No country for EU citizens

22. 8. 2019 / Tomasz Oryński

čas čtení 19 minut

If you are a regular Britské Listy reader, you might have noticed that over last year my weekly column on Poland has become quite irregular and erratic. This is a story about what happened in my life and how I became entangled in the absurdities of British health and welfare system.

The beginnings

On 27 June 2018 I was assaulted by a co-worker at work (apart from writing and translating, I drive trucks on a part time casual basis for a small Scottish haulage company). He was behaving in an aggressive manner before, and I had complained about it to the management on several occasions, but they were just brushing it off saying that “he is just an idiot with a large mouth” and that I should ignore him.

The problem was though, that while he was behaving aggressively towards everyone, I got special treatment for being Polish.

And when he saw that my complaints lead to nothing, he felt even more encouraged and started to use openly racist language and began to make open threats. I told the company that unless they did something about it, I would take the case further. 


Unfortunately, before I had a chance to do so, he charged at me with a huge bit of wood, aiming at my head. Initially I did not feel anything, so I managed to disarm and restrain him until help arrived.

On that day I was feeling fine and went home knowing very little how this event will change my life over next year. As it turned out, it set me on the collision course with British health service, legal world and welfare institutions.

Photo: A picture of the assault weapon:  

Chapter one: the Scottish Health Service

It was only the next day, when I felt the consequences of that blow. I had a blackout when driving and nearly went off the road. I called my boss who came and drove me to the hospital near my home. I was examined there, and found to suffer from concussion and advised to go to a bigger hospital, as the doctor thought that I should get an MRI scan and be thoughtfully examined. I was asked if I was able to organize my own transport, or if I wanted them to call me a taxi. I felt terrible and did not want to travel on my own, so I called a friend who came to pick me up and accompanied me for the rest of the day.

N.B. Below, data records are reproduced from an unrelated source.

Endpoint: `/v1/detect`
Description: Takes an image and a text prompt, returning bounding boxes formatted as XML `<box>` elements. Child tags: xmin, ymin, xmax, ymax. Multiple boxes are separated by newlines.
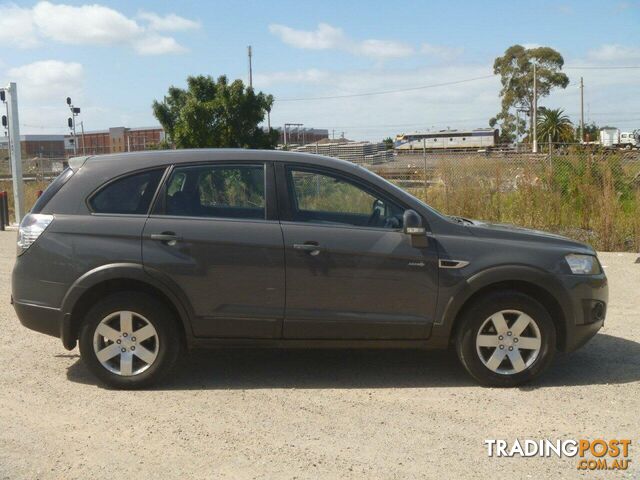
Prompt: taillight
<box><xmin>18</xmin><ymin>213</ymin><xmax>53</xmax><ymax>255</ymax></box>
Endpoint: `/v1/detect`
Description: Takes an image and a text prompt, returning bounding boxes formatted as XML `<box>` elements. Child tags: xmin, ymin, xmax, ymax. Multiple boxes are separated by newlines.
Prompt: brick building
<box><xmin>76</xmin><ymin>127</ymin><xmax>164</xmax><ymax>155</ymax></box>
<box><xmin>0</xmin><ymin>135</ymin><xmax>65</xmax><ymax>159</ymax></box>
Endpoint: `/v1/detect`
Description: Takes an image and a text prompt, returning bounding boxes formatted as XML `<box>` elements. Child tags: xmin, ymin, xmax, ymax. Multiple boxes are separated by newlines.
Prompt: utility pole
<box><xmin>5</xmin><ymin>82</ymin><xmax>24</xmax><ymax>224</ymax></box>
<box><xmin>80</xmin><ymin>121</ymin><xmax>86</xmax><ymax>155</ymax></box>
<box><xmin>532</xmin><ymin>63</ymin><xmax>538</xmax><ymax>153</ymax></box>
<box><xmin>580</xmin><ymin>77</ymin><xmax>584</xmax><ymax>143</ymax></box>
<box><xmin>247</xmin><ymin>45</ymin><xmax>253</xmax><ymax>88</ymax></box>
<box><xmin>67</xmin><ymin>97</ymin><xmax>84</xmax><ymax>155</ymax></box>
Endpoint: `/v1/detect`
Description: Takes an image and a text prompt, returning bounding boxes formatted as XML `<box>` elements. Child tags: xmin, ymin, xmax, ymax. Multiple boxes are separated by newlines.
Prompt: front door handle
<box><xmin>151</xmin><ymin>232</ymin><xmax>182</xmax><ymax>246</ymax></box>
<box><xmin>293</xmin><ymin>242</ymin><xmax>320</xmax><ymax>257</ymax></box>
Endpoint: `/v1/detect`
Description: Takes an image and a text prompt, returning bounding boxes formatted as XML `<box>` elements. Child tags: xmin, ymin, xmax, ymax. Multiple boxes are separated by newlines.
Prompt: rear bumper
<box><xmin>563</xmin><ymin>319</ymin><xmax>604</xmax><ymax>352</ymax></box>
<box><xmin>12</xmin><ymin>299</ymin><xmax>64</xmax><ymax>338</ymax></box>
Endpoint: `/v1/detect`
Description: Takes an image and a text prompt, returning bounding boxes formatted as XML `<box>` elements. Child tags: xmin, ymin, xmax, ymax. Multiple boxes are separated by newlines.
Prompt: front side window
<box><xmin>165</xmin><ymin>165</ymin><xmax>265</xmax><ymax>220</ymax></box>
<box><xmin>288</xmin><ymin>168</ymin><xmax>403</xmax><ymax>229</ymax></box>
<box><xmin>89</xmin><ymin>168</ymin><xmax>164</xmax><ymax>215</ymax></box>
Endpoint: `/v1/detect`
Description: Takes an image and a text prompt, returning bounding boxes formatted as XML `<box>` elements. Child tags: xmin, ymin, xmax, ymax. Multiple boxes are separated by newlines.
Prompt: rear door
<box><xmin>142</xmin><ymin>162</ymin><xmax>285</xmax><ymax>338</ymax></box>
<box><xmin>278</xmin><ymin>165</ymin><xmax>438</xmax><ymax>339</ymax></box>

In the bigger hospital after a short wait I was given a brief examination (not much more than being asked to follow doctor's finger with my eyes and to stand on one leg) and it was confirmed that I have concussion. I was then sent home and advised to see my GP. Of course they advised me to take the world-famous British panacea: Paracetamol. The doctor told me that I should be OK in a couple of weeks.

Alas, over next couple of weeks my condition only got worse.
Despite being prescribed strong painkillers and anti-nausea pills, I was unable to do pretty much anything and when I try to remember the period of the next few weeks, it is just one blurred vision of lying on the sofa and being barely able to move. That worried my doctor and I was advised to go to the hospital again and demand an MRI scan, as something obviously was not right. But also on this occasion I was sent home after just a brief examination.

Luckily, after a couple of months my condition improved enough to be able to get back behind the wheel.
I even managed to go for a long planned road trip to Tuscany in August, after which I came back to work. Unfortunately soon I developed terrible insomnia, I also started to have balance issues and terrible migraines. My GP immediately banned me from driving altogether – just about time, as over next weeks I again became unable to do much apart from lying on the sofa – imagine the worst hangover you had in your life that lasts for weeks without a break and you'll have a faint idea how my life looked back then.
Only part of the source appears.